What is a Data Scavenger Hunt?

A Data Scavenger Hunt is an activity that gets people to explore data. The burro app serves as a simple entry point to exploring the data.

There are multiple key elements of data scavenger hunts:

  1. Find a Dataset and build the app
  2. Have an overarching research question
  3. Have a set of increasingly complex questions about the data for people to answer
  4. Quick intro session
  5. Divide the participants into groups and assign questions
  6. Have recaps where participant groups show each other how they answered the question

We highly recommend having a Code of Conduct for these sessions.

Have a Dataset

This is the most important part!

Check out Building a burro app on how to build your app.

We’re going to use the NHANES (National Health and Nutrition Examination Survey) dataset package as our dataset. Check out the burro app here: http://tladeras.shinyapps.io/nhanes_explore

Load it up and take a look at the documentation for this dataset:

library(NHANES)
data(NHANES)
?NHANES

Quick Intro Session

Divide the students up into groups of around 3-5 people. Each of the students should have a laptop, or they can share.

Give them a quick guided tour of the app, and give them a handout that maps types of questions to the different tabs/panels of the app.

Have a Research Question

The research question will focus the exploration of the data by deciding an outcome. For the NHANES data, we want to focus on Depression.
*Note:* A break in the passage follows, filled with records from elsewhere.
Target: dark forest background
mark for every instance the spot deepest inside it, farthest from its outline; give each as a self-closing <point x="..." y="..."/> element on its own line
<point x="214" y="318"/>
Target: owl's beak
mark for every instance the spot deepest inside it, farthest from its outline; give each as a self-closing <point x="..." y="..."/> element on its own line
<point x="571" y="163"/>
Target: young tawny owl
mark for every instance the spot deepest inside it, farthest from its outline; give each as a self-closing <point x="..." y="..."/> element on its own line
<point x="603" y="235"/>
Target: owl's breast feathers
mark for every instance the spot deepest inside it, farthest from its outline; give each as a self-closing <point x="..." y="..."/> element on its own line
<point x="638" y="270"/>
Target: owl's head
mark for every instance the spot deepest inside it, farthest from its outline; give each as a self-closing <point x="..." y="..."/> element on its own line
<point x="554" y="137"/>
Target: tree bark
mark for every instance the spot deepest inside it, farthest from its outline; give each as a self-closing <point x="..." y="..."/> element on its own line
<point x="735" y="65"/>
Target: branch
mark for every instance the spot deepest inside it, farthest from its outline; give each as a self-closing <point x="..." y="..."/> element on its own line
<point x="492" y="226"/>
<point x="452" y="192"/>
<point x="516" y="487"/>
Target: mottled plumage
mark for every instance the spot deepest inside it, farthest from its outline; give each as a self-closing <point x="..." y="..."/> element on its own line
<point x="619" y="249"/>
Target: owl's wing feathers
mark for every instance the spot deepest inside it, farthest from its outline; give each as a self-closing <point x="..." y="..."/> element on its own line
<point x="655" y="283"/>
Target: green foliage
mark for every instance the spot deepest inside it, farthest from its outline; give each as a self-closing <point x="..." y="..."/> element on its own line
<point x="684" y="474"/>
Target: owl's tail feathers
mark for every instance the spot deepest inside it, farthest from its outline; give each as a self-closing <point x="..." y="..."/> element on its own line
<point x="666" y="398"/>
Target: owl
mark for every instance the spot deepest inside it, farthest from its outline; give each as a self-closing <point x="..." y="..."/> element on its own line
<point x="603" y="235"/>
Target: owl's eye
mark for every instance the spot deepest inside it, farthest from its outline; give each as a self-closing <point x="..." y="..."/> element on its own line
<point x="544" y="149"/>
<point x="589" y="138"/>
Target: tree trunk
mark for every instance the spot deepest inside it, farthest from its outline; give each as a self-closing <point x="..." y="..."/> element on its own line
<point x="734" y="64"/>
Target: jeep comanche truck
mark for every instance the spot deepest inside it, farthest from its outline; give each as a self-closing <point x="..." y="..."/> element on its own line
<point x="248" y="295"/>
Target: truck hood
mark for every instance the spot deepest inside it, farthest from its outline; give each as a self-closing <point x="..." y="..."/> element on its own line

In the NHANES dataset, Depression is represented as the Depressed variable.

So our research question is: “What are the potential covariates that are associated with Depression?”

Data Scavenger Hunt Questions

In designing the questions you will use in the scavenger hunt, you should do some prework and explore the dataset. This will inform your questions that you ask participants to look for.

Try and map the complexity of the questions to the three menu items: overview, categorical, continuous.

Overview type Questions

  1. How many subjects are there in the data?
  2. How many categorical (also known as factor) variables are there in the data?
  3. How is the Depressed Variable defined?
  4. When was the data collected?
  5. How many missing values are there for the Depressed variable?

Category type questions

  1. How many missing values are there for Depressed?
  2. How many categories does LittleInterest have? What do they represent?
  3. Is there an association of LittleInterest with Depressed?
  4. Is marijuana use associated with depression?

Continuous type questions

  1. What is the oldest person in the dataset? Any idea why?
  2. How is sleep defined in the dataset?
  3. How are sleep and marijuana use related in the dataset?
  4. What is the most frequent number of sleep hours in the data?
  5. Is there a relationship between Sleep hours and depression?
  6. Is there a relationship between Sleep hours and Age?

Answering the Questions

Assign the questions to each group. Each group is responsible for talking the following:

  1. Where in the app did you answer your question?
  2. What variables did you look at to answer your question?
  3. What are your findings? Does the data conclusively answer your question?

Example answer for Categorical Question 1

Overall question: How many missing values are there for depressed?

  1. Where in the app did you answer your question?

Answer: Under Overview >> Tabluar summary of data, we can see the number of missing values for the Depressed variable.

  1. What variables did you look at to answer your question?

Answer: the Depressed variable.

  1. What are your findings?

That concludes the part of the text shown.